Cien viajes de montacargas al día por el mismo vano, cuarenta segundos de espera en cada uno. Es más de una hora diaria de operador detenido frente a una puerta: tres jornadas completas al mes tiradas en un hueco de la pared. Esa es la razón por la que existe la puerta rápida industrial.
Resuelve dos cosas al mismo tiempo. Abre cerca de diez veces más rápido que una cortina enrollable convencional, para que el tránsito no se corte, y cierra de inmediato para que cada zona conserve su ambiente. Casi todo el intercambio entre dos áreas —el frío que se va, el polvo que entra, la corriente que se cuela— ocurre mientras el vano está abierto; una puerta rápida reduce ese tiempo a un par de segundos y lo repite mil veces al día sin cansarse.

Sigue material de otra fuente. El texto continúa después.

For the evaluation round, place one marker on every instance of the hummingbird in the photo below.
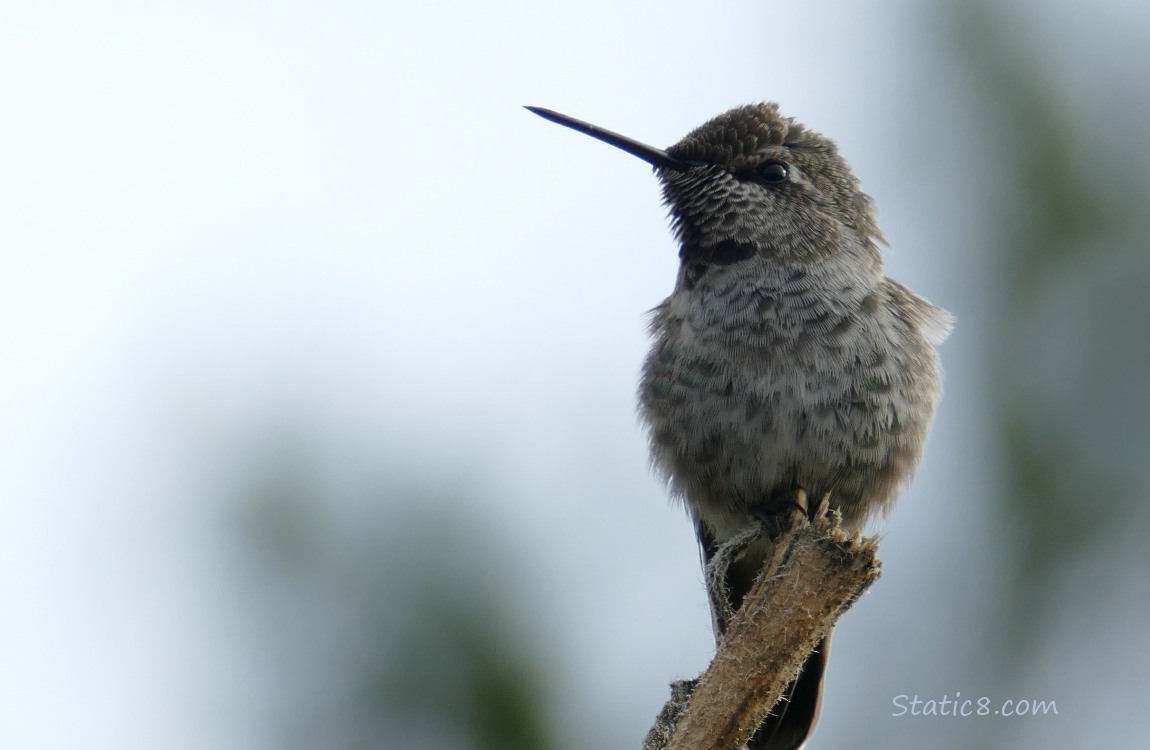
(784, 362)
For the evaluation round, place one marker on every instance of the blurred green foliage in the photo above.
(395, 614)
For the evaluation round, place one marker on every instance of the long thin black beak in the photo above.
(650, 154)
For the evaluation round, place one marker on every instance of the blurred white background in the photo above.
(253, 238)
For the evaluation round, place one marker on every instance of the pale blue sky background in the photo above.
(222, 221)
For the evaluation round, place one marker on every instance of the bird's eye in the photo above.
(773, 171)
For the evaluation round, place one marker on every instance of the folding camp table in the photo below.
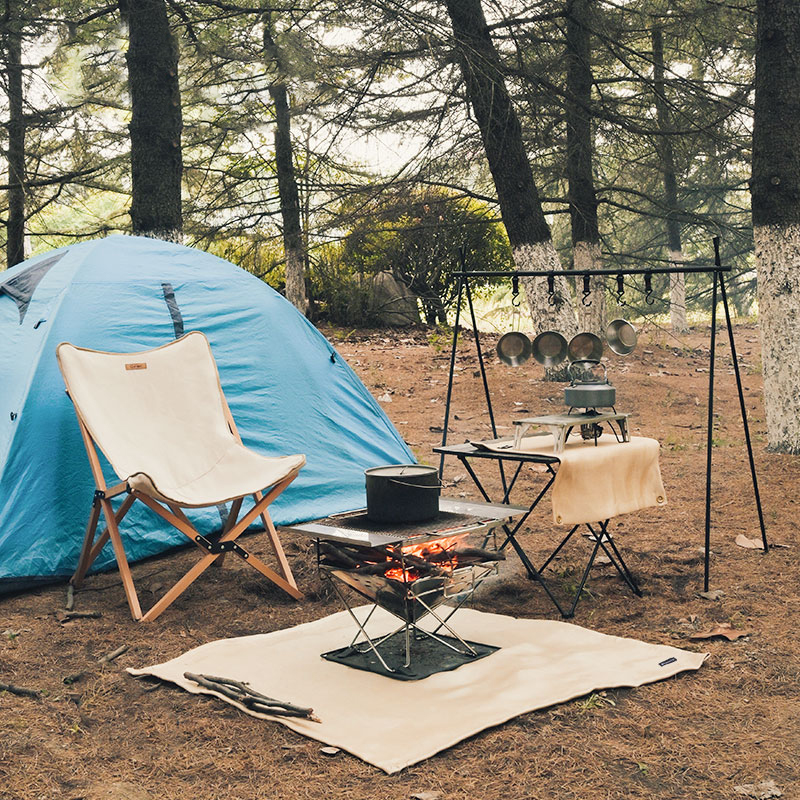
(600, 537)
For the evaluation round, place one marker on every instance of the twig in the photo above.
(66, 616)
(250, 698)
(108, 657)
(70, 604)
(19, 690)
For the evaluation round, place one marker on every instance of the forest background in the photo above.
(317, 144)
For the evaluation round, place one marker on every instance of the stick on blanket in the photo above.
(242, 693)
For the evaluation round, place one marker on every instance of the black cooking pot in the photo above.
(402, 493)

De las cinco versiones de la línea DMOX, la Industrial es la más directa: la cortina rápida enrollable de PVC estándar, para vanos de interior con tráfico ordenado y bajo riesgo de golpe —separación entre áreas de producción, pasos de carga ordenados y control de temperatura y polvo entre zonas—. Alcanza hasta 2 m/s en apertura y hasta 1.2 m/s en cierre, en vanos de hasta 6 metros de ancho por 6 de alto, con una frecuencia de operación que supera los 1,000 ciclos diarios: el ritmo real de un paso continuo de montacargas.

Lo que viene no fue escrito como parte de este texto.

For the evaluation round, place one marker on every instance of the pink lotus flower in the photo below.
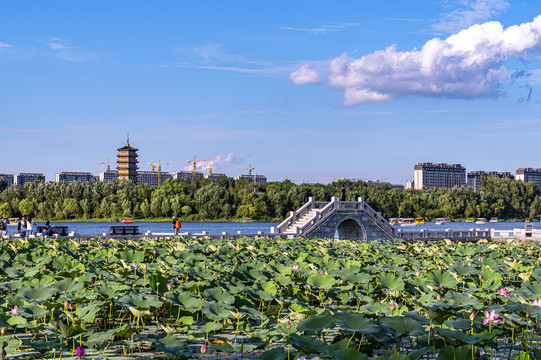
(504, 291)
(80, 351)
(491, 317)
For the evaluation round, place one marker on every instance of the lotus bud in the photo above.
(80, 351)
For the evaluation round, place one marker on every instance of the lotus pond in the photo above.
(269, 299)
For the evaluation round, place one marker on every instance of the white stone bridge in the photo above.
(353, 220)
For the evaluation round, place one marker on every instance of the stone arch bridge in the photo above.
(353, 220)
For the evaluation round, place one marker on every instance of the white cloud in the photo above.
(468, 64)
(471, 12)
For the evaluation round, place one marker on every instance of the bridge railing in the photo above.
(296, 215)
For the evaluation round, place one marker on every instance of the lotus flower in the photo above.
(491, 317)
(204, 348)
(80, 351)
(504, 291)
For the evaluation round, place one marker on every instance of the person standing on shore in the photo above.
(176, 225)
(3, 226)
(21, 227)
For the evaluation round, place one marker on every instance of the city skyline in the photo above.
(302, 89)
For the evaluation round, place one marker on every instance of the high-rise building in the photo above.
(127, 162)
(529, 174)
(437, 175)
(73, 176)
(10, 179)
(186, 175)
(258, 179)
(474, 177)
(151, 177)
(214, 176)
(109, 175)
(23, 178)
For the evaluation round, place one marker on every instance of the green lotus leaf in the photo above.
(184, 299)
(442, 279)
(211, 326)
(32, 311)
(10, 344)
(356, 322)
(348, 354)
(218, 295)
(170, 344)
(320, 281)
(274, 354)
(140, 302)
(38, 294)
(216, 312)
(316, 323)
(68, 285)
(401, 326)
(88, 313)
(455, 353)
(390, 282)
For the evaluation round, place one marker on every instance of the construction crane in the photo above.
(194, 163)
(108, 163)
(295, 179)
(159, 166)
(249, 168)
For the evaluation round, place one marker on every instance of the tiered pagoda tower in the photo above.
(127, 162)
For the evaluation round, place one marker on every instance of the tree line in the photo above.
(228, 199)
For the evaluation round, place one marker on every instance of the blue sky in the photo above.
(302, 89)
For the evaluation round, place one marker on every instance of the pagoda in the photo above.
(127, 162)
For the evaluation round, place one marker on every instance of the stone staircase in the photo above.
(299, 223)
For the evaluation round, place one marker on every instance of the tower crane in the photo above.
(249, 168)
(108, 163)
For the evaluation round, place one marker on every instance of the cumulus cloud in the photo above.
(468, 64)
(471, 12)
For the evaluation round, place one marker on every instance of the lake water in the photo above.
(164, 227)
(254, 227)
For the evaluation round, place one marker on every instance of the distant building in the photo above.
(23, 178)
(258, 179)
(109, 175)
(10, 179)
(214, 176)
(73, 176)
(127, 162)
(437, 175)
(529, 174)
(186, 175)
(474, 177)
(151, 177)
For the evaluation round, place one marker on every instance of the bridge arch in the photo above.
(350, 229)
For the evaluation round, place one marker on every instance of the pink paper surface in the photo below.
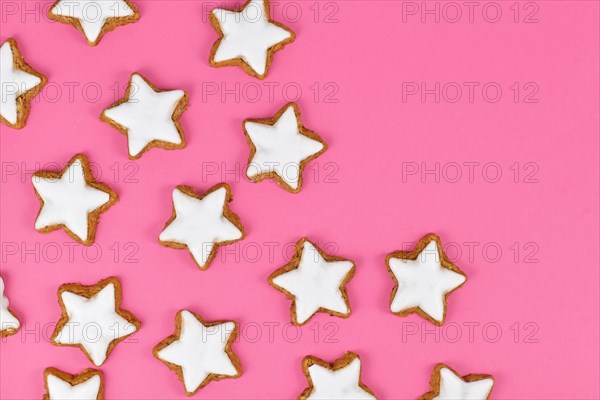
(509, 181)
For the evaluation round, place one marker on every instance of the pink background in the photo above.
(542, 299)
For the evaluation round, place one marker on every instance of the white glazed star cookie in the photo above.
(87, 385)
(339, 380)
(19, 83)
(200, 352)
(9, 324)
(315, 281)
(202, 223)
(148, 116)
(446, 384)
(92, 318)
(72, 200)
(94, 18)
(248, 38)
(280, 148)
(424, 278)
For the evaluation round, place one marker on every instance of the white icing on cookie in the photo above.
(13, 83)
(248, 35)
(7, 320)
(315, 283)
(68, 200)
(93, 323)
(280, 148)
(62, 390)
(200, 351)
(200, 224)
(147, 115)
(337, 385)
(92, 14)
(423, 282)
(453, 387)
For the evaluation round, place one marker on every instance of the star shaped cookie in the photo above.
(87, 385)
(248, 38)
(336, 381)
(19, 83)
(92, 318)
(9, 324)
(315, 281)
(200, 352)
(202, 223)
(446, 384)
(280, 148)
(94, 18)
(148, 116)
(72, 200)
(424, 277)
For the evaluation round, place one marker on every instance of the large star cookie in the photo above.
(446, 384)
(315, 281)
(424, 277)
(248, 38)
(148, 116)
(200, 352)
(202, 223)
(9, 324)
(339, 380)
(280, 148)
(94, 18)
(72, 200)
(19, 83)
(92, 318)
(87, 385)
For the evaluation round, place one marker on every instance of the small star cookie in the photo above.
(248, 38)
(200, 352)
(19, 83)
(72, 200)
(87, 385)
(92, 318)
(94, 18)
(280, 148)
(446, 384)
(336, 381)
(424, 277)
(9, 324)
(315, 281)
(202, 223)
(148, 116)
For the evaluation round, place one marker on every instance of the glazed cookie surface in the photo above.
(72, 200)
(98, 306)
(200, 352)
(315, 281)
(248, 38)
(424, 277)
(19, 83)
(280, 148)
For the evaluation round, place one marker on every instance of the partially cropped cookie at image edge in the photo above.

Lo que la separa de una cortina enrollable convencional no es el material, es para qué está construida. La lona es cloruro de polivinilo de alta resistencia de 1.2 milímetros, unida por soldadura de alta frecuencia para formar una superficie continua: impermeable, retardante a la flama, anti-UV y resistente al envejecimiento, en un rango de 30 grados bajo cero a 70 sobre cero. Los perfiles horizontales de aluminio le dan rigidez frente al viento —hasta escala Beaufort 10— y los sellos perimetrales con guardapolvo reducen la infiltración de aire y de polvo. El bastidor y las guías son de acero inoxidable, que es lo que aguanta la humedad, el lavado frecuente y los ambientes corrosivos.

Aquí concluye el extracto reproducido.